Um homem deixou a casa de shows no subúrbio de Havana, caminhando calmamente até o centro da rua. Já não chovia, mas o asfalto continuava molhado. A péssima iluminação dos postes, o chapéu que usava e o sobretudo preto impediam que qualquer traço de sua aparência física fosse notado. Acendeu um cigarro e voltou-se para um carro estacionado à distância, com os faróis desligados.

A fumaça do cigarro lentamente se levantava acima de sua cabeça. Um, dois, três minutos... O cigarro havia terminado e o sujeito, um tanto confuso, acendeu mais um, fingiu contemplar a fachada da casa de shows e, em seguida, voltou a encarar o mesmo carro de antes. Dentro do Ford Fairlane 1958 marrom, nenhum sinal de vida.

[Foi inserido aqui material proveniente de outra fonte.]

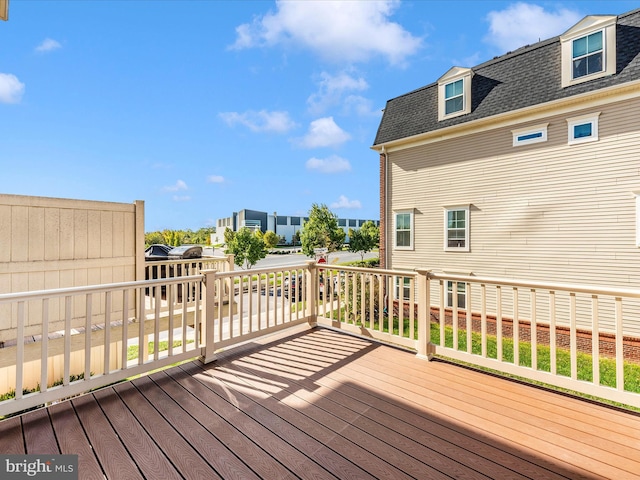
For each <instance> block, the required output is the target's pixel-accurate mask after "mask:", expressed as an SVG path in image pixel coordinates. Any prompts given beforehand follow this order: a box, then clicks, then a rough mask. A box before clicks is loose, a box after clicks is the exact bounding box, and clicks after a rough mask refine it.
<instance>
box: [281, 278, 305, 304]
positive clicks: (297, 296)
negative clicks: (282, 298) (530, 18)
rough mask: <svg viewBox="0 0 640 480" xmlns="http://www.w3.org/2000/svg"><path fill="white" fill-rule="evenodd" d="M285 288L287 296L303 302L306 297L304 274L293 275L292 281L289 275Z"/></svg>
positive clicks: (286, 282)
mask: <svg viewBox="0 0 640 480" xmlns="http://www.w3.org/2000/svg"><path fill="white" fill-rule="evenodd" d="M298 287H299V288H298ZM283 290H284V296H285V297H286V298H290V299H291V300H292V301H294V302H301V301H302V300H303V299H304V292H303V289H302V275H294V276H291V281H289V278H288V277H287V278H285V281H284V289H283Z"/></svg>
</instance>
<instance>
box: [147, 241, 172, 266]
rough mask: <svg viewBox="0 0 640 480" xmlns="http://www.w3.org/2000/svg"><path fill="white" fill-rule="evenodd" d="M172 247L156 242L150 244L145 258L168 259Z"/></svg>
mask: <svg viewBox="0 0 640 480" xmlns="http://www.w3.org/2000/svg"><path fill="white" fill-rule="evenodd" d="M172 248H173V247H170V246H169V245H163V244H161V243H154V244H153V245H149V246H148V247H147V248H146V250H145V251H144V259H145V260H146V261H148V262H154V261H162V260H168V259H169V252H170V251H171V249H172Z"/></svg>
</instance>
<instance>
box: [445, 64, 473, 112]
mask: <svg viewBox="0 0 640 480" xmlns="http://www.w3.org/2000/svg"><path fill="white" fill-rule="evenodd" d="M472 78H473V71H472V70H471V69H470V68H462V67H453V68H451V69H450V70H449V71H448V72H447V73H445V74H444V75H443V76H442V77H440V79H439V80H438V120H447V119H449V118H455V117H459V116H460V115H466V114H467V113H471V79H472ZM460 80H462V110H456V111H455V112H451V113H446V101H447V98H446V90H447V85H451V84H452V83H455V82H458V81H460Z"/></svg>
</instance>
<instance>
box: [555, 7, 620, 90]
mask: <svg viewBox="0 0 640 480" xmlns="http://www.w3.org/2000/svg"><path fill="white" fill-rule="evenodd" d="M616 22H617V17H616V16H613V15H590V16H588V17H585V18H584V19H582V20H581V21H580V22H578V23H577V24H576V25H574V26H573V27H571V28H570V29H569V30H567V31H566V32H565V33H563V34H562V35H560V51H561V56H562V58H561V85H562V88H565V87H569V86H571V85H576V84H579V83H582V82H588V81H590V80H593V79H596V78H601V77H605V76H607V75H613V74H615V73H616V49H617V48H616ZM598 32H602V70H601V71H600V72H594V73H591V74H587V75H583V76H581V77H576V78H574V77H573V43H574V42H575V41H576V40H579V39H581V38H585V37H588V36H589V35H592V34H594V33H598Z"/></svg>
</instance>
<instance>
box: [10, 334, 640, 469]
mask: <svg viewBox="0 0 640 480" xmlns="http://www.w3.org/2000/svg"><path fill="white" fill-rule="evenodd" d="M0 452H1V453H33V454H47V453H50V454H58V453H74V454H79V472H80V478H81V479H94V478H104V477H106V478H109V479H117V480H120V479H134V478H148V479H171V478H198V479H214V478H224V479H242V480H244V479H253V478H264V479H269V480H272V479H293V478H314V479H324V478H339V479H366V478H387V479H393V480H399V479H404V478H415V479H439V478H473V479H479V478H484V479H486V478H498V479H523V478H530V479H536V480H539V479H560V478H568V479H580V478H583V479H595V478H610V479H616V480H621V479H631V478H633V479H638V478H640V416H638V415H634V414H631V413H626V412H622V411H619V410H615V409H611V408H607V407H603V406H601V405H596V404H594V403H589V402H586V401H583V400H579V399H575V398H572V397H568V396H564V395H560V394H557V393H553V392H549V391H546V390H543V389H539V388H534V387H531V386H527V385H523V384H520V383H516V382H512V381H508V380H504V379H500V378H497V377H494V376H491V375H487V374H483V373H479V372H476V371H472V370H469V369H466V368H463V367H460V366H456V365H452V364H449V363H446V362H442V361H432V362H426V361H424V360H419V359H417V358H416V356H415V355H414V354H412V353H410V352H406V351H403V350H399V349H395V348H392V347H388V346H383V345H380V344H377V343H374V342H369V341H367V340H363V339H360V338H355V337H352V336H347V335H344V334H341V333H337V332H334V331H332V330H328V329H314V330H308V331H305V332H299V333H297V334H295V335H292V336H288V337H285V338H281V339H278V340H277V341H271V342H270V343H264V344H257V343H256V344H253V345H251V347H250V348H248V349H244V350H243V351H242V352H235V353H233V352H231V353H230V354H227V356H226V357H221V358H220V359H219V360H218V361H217V362H216V363H215V364H211V365H207V366H203V365H202V364H200V363H199V362H191V363H186V364H183V365H181V366H179V367H173V368H171V369H168V370H165V371H162V372H159V373H154V374H151V375H149V376H145V377H142V378H138V379H136V380H134V381H131V382H126V383H121V384H118V385H115V386H112V387H108V388H104V389H102V390H100V391H96V392H94V393H91V394H88V395H84V396H82V397H78V398H76V399H73V400H71V401H66V402H62V403H59V404H57V405H54V406H51V407H49V408H47V409H40V410H37V411H33V412H30V413H28V414H25V415H22V416H19V417H13V418H10V419H7V420H4V421H1V422H0Z"/></svg>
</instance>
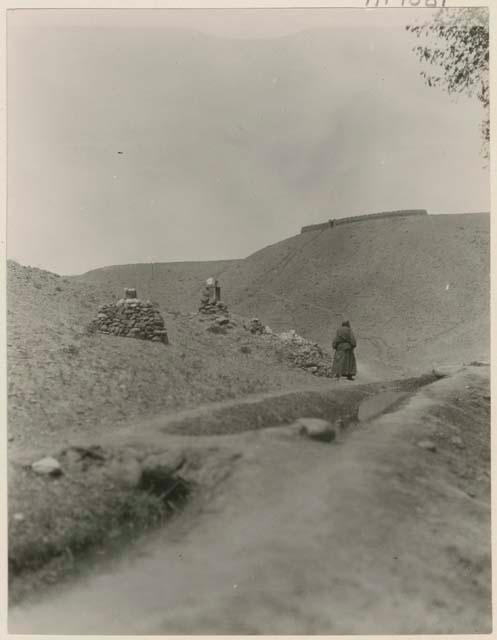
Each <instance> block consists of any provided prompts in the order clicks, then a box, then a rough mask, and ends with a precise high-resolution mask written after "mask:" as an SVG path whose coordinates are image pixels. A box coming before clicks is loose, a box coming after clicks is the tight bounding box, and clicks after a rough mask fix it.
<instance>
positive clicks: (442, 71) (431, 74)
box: [406, 7, 490, 157]
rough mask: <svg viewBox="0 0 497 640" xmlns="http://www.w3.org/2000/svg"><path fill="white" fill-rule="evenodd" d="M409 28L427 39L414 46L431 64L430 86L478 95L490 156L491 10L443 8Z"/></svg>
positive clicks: (483, 140) (486, 143) (415, 50)
mask: <svg viewBox="0 0 497 640" xmlns="http://www.w3.org/2000/svg"><path fill="white" fill-rule="evenodd" d="M406 29H407V30H408V31H411V32H412V33H414V34H415V35H416V36H417V37H418V38H419V39H423V40H424V42H423V43H422V44H419V45H418V46H416V47H414V49H413V51H414V52H415V53H416V54H417V56H418V57H419V59H420V60H421V61H422V62H424V63H427V64H428V65H430V67H431V69H430V70H429V71H427V70H425V69H423V71H421V75H422V76H423V78H424V79H425V81H426V83H427V84H428V86H430V87H436V86H439V87H441V88H443V89H445V90H446V91H448V93H450V94H457V93H466V94H467V95H470V96H473V95H476V96H477V98H478V100H479V101H480V102H481V104H482V106H483V109H484V116H483V119H482V124H481V132H482V137H483V152H484V155H485V156H486V157H488V149H489V140H490V118H489V104H490V96H489V21H488V9H486V8H477V7H476V8H464V9H441V10H440V12H439V13H438V14H436V16H435V18H434V19H433V20H432V21H431V22H426V23H424V24H417V25H408V26H407V27H406Z"/></svg>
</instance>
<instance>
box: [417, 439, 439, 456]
mask: <svg viewBox="0 0 497 640" xmlns="http://www.w3.org/2000/svg"><path fill="white" fill-rule="evenodd" d="M418 447H420V448H421V449H426V450H427V451H432V452H433V453H435V451H436V450H437V445H436V444H435V443H434V442H433V440H420V441H419V442H418Z"/></svg>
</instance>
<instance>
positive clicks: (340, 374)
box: [331, 320, 357, 380]
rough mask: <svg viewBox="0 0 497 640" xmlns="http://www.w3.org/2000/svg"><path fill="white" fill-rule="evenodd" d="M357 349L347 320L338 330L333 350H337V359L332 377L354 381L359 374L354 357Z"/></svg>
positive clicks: (334, 339) (351, 330) (333, 343)
mask: <svg viewBox="0 0 497 640" xmlns="http://www.w3.org/2000/svg"><path fill="white" fill-rule="evenodd" d="M355 348H356V339H355V336H354V334H353V332H352V329H351V328H350V322H349V321H348V320H345V321H344V322H342V326H341V327H339V328H338V329H337V333H336V336H335V339H334V340H333V349H335V358H334V359H333V367H332V370H331V372H332V375H333V376H334V377H336V378H337V380H340V377H341V376H345V377H346V378H347V379H348V380H353V379H354V376H355V375H356V373H357V365H356V360H355V355H354V349H355Z"/></svg>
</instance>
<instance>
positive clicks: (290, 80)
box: [7, 9, 490, 275]
mask: <svg viewBox="0 0 497 640" xmlns="http://www.w3.org/2000/svg"><path fill="white" fill-rule="evenodd" d="M430 15H431V13H430V12H427V11H425V12H423V19H429V17H430ZM418 16H419V12H411V11H409V10H387V11H381V10H374V11H367V10H364V9H359V10H350V9H320V10H308V9H306V10H297V9H295V10H267V9H265V10H215V11H213V10H210V11H209V10H148V11H147V10H135V11H126V10H113V11H107V10H38V11H29V10H22V11H14V12H13V11H11V12H9V17H8V103H7V104H8V158H7V160H8V219H7V222H8V232H7V252H8V256H9V257H10V258H13V259H15V260H18V261H19V262H21V263H22V264H26V265H31V266H37V267H41V268H44V269H48V270H50V271H55V272H57V273H61V274H65V275H69V274H75V273H82V272H84V271H87V270H89V269H92V268H96V267H100V266H107V265H110V264H125V263H133V262H148V261H152V260H153V261H161V262H167V261H178V260H209V259H223V258H243V257H245V256H247V255H249V254H250V253H253V252H254V251H257V250H258V249H261V248H262V247H264V246H266V245H268V244H272V243H274V242H277V241H279V240H282V239H284V238H286V237H289V236H292V235H295V234H296V233H298V232H299V230H300V227H301V226H303V225H306V224H312V223H315V222H320V221H323V220H327V219H329V218H339V217H344V216H350V215H358V214H363V213H373V212H376V211H384V210H391V209H402V208H423V209H427V210H428V211H429V212H430V213H434V214H436V213H460V212H471V211H488V210H489V198H490V194H489V174H488V169H487V168H486V167H485V163H484V160H483V159H482V155H481V140H480V128H479V127H480V121H481V117H482V113H481V107H480V105H479V103H478V101H477V100H476V98H473V99H470V98H466V97H464V96H460V97H458V99H457V100H456V99H455V98H453V97H451V96H448V95H447V94H446V93H444V92H443V91H441V90H439V89H433V88H431V89H430V88H428V87H427V86H426V85H425V84H424V82H423V79H422V78H421V77H420V71H421V69H422V67H421V65H420V63H419V61H418V60H417V58H416V56H415V55H414V54H413V52H412V51H411V49H412V46H413V44H415V40H413V36H412V35H411V34H409V33H407V32H406V31H405V28H404V27H405V24H406V23H412V22H413V21H415V20H417V19H418Z"/></svg>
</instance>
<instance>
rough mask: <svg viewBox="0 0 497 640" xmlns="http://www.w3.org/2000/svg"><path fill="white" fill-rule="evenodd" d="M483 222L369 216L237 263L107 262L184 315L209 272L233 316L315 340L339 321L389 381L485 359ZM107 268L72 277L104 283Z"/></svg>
mask: <svg viewBox="0 0 497 640" xmlns="http://www.w3.org/2000/svg"><path fill="white" fill-rule="evenodd" d="M489 227H490V220H489V216H488V214H460V215H451V216H447V215H430V216H425V217H421V218H398V219H388V220H372V221H367V222H360V223H355V224H348V225H343V226H339V227H335V228H333V229H327V230H325V231H317V232H310V233H305V234H302V235H298V236H295V237H292V238H289V239H287V240H283V241H282V242H279V243H277V244H275V245H272V246H269V247H266V248H264V249H262V250H260V251H258V252H257V253H254V254H253V255H251V256H249V257H248V258H246V259H245V260H240V261H233V262H231V261H229V262H228V261H227V262H225V263H202V265H201V266H200V264H199V268H198V267H193V266H192V263H183V264H184V267H183V268H182V267H181V266H180V265H179V264H178V266H175V267H174V268H175V269H177V271H175V272H174V274H173V272H172V271H169V269H170V268H171V265H168V264H167V263H166V264H158V265H155V267H152V266H150V265H126V267H119V266H116V267H113V268H112V278H113V282H115V283H116V284H119V286H133V285H136V286H138V287H140V288H143V289H144V291H146V292H147V295H152V296H153V297H155V298H156V299H157V300H158V301H160V302H161V304H171V305H173V306H174V307H175V308H177V309H181V310H183V311H191V310H193V309H195V308H196V307H197V306H198V299H199V296H200V293H201V289H202V286H203V281H204V279H205V278H206V277H208V276H210V275H215V276H217V277H219V278H220V281H221V285H222V292H223V298H224V299H225V301H226V302H227V303H228V304H229V305H230V307H232V308H233V309H235V310H236V311H237V312H239V313H240V314H242V315H245V316H259V317H260V318H261V319H262V320H263V321H264V322H265V323H266V324H269V325H270V326H271V327H272V328H273V329H275V330H284V329H290V328H294V329H296V330H297V331H298V332H299V333H301V334H302V335H304V336H306V337H309V338H312V339H314V340H316V341H318V342H320V343H321V344H323V345H324V346H329V344H330V343H331V340H332V338H333V334H334V331H335V328H336V325H337V323H338V322H339V321H340V320H341V319H342V318H344V317H347V318H349V319H350V320H351V322H352V324H353V327H354V329H355V331H356V333H357V338H358V341H359V346H358V350H357V356H358V359H359V362H360V366H361V371H362V372H363V373H366V374H367V375H368V376H371V375H378V376H379V377H385V376H387V377H388V376H393V375H397V374H400V373H402V372H405V371H411V372H414V371H422V370H424V369H426V368H427V367H432V366H439V365H443V364H447V363H458V362H463V361H472V360H477V359H488V351H489V339H490V309H489V295H490V254H489V237H490V228H489ZM154 269H155V271H154ZM182 269H183V271H182ZM183 272H184V273H183ZM109 273H110V272H109V270H108V269H107V270H106V269H101V270H96V271H93V272H91V273H90V274H85V275H84V276H80V278H82V279H84V280H86V279H91V280H92V281H94V282H95V281H99V282H106V281H107V279H108V277H109ZM173 275H174V277H173ZM180 285H181V286H180Z"/></svg>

O segundo cigarro terminara. Acendeu mais um, sem jamais parar de fitar o carro estacionado. Antes de terminar a primeira tragada, jogou o cigarro no chão, apagou-o com o pé e, sabendo que não deveria fazer isso, caminhou em direção ao Fairlane, tentando não chamar a atenção.

- Vocês são cegos, por acaso? Não viram meu sinal? Ele está lá e Quinn está esperando vocês. – Disse, em inglês com indisfarçável sotaque hispânico, inclinando-se até a altura da janela do motorista, mas sem poder ver se de fato havia alguém no carro.

Afastou-se como se nada tivesse acontecido.     Após alguns poucos segundos, um sujeito alto e de rosto magro, vestindo um terno marrom, saiu pela porta do motorista e começou a caminhar a passos largos até a casa de shows no final da esquina, o único estabelecimento aberto em toda a vizinhança. Após poucos metros de caminhada, uma voz o chamou:

- Americano!

Assustado e confuso com a maneira com que foi abordado, voltou-se para trás em uma fração de segundo.

- Deixei ela te esperando no bar. – continuou o sujeito que o abordara no carro.

Hesitante e confuso quanto àquela misteriosa figura, deu as costas a ela e, ignorando-a, continuou a caminhar e direção à casa de shows.

O Finn’s foi uma casa de shows fundada por um casal de americanos em 1935. Embora distante do badalado centro de Havana, o estabelecimento conseguiu atrair uma fiel clientela, sendo frequentado pelas personalidades mais influentes da capital cubana. Contudo, com a crise no governo de Fulgêncio Batista, seus donos voltaram para os EUA e abandonaram o prédio. Com 2 andares, sendo o primeiro reservado a um pequeno bar e ao palco, enquanto que o superior era destinado à administração, o local se converteu em um depósito de munição para os revolucionários liderados por Fidel Castro e, após a queda do governo Batista, foi reformado para se tornar novamente uma casa de shows, adquirindo um status importante, embora sem o investimento americano.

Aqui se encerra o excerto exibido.